I am curretnly attempting to write a script in python that allows me to send a get request to a webpage (using the python requests module) and then parsing the response with the module beautiful soup.
The problem I am running into is that the table I am trying to get gets loaded/created via a javascript after the initial DOM loads therefore the response to my get request does not contain it.
Two possible things you could do, which depends on your problem.
1. Get the table directly
If you actually want to get the table, check what request is issued to get the table. For example, you can use Firebug or Chrome Developer Tools to get the right structure for the request.
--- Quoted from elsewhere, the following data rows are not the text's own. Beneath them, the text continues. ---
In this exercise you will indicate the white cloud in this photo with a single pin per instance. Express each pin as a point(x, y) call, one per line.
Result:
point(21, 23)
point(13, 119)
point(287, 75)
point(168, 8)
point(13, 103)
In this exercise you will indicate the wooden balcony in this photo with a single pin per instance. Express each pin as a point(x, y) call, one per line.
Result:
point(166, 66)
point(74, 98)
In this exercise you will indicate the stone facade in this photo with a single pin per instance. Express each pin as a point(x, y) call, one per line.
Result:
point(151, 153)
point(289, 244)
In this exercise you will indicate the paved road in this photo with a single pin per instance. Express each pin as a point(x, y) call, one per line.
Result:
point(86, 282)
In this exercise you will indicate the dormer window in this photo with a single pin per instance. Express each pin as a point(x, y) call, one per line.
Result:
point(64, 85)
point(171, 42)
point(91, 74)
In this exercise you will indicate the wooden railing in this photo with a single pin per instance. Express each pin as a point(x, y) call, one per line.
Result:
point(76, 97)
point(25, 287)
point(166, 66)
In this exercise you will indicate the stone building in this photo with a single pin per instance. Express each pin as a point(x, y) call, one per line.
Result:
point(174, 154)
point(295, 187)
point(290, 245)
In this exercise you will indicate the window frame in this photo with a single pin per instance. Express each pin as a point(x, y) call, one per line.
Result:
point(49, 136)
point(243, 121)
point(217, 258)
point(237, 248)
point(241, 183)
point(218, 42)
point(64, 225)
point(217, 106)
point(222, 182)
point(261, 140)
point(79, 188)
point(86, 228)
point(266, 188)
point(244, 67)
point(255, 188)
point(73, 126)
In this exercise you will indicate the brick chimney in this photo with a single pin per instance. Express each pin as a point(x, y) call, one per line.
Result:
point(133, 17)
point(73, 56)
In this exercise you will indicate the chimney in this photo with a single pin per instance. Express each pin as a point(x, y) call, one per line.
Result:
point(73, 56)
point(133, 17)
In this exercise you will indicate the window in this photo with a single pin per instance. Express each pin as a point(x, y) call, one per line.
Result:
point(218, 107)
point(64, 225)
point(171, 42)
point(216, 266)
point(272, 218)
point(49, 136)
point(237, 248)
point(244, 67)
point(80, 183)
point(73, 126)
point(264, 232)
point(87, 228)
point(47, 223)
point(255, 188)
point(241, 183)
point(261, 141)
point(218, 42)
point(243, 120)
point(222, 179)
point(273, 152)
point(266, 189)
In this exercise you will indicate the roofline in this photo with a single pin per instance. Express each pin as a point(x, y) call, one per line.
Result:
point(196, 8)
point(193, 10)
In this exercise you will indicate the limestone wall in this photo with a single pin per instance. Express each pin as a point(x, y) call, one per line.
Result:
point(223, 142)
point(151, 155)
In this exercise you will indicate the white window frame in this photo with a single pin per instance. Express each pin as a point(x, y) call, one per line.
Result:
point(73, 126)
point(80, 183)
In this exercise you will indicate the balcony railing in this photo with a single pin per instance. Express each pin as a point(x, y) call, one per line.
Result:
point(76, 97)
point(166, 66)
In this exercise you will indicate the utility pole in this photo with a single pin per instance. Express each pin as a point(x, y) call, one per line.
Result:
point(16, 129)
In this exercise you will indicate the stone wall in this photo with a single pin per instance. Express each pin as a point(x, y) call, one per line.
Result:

2. The Javascript is important
If it is more important to support many websites, and it’s important that the javascript does some magic, you could use something like Selenium to use a Brwoser which excecutes the Javascript and you can get the source after the table is loaded.
Update – based on your URL in your comment
You can see on the
NetworkTab in the Chrome Developer Tool, that it loads very long for this request:http://www.ticketmaster.com/json/browse/music?select=n93
So we assume that this loads your data. Open the URL in your browser, and you see the data of your table is there in the JSON Format.
If you only want to parse/get this table and nothing generic for a lot of pages, I would just GET the data with this aproach.
Update
Try to change the table with the filter or the day range. You can examine how the API works and issue the request in the way you want.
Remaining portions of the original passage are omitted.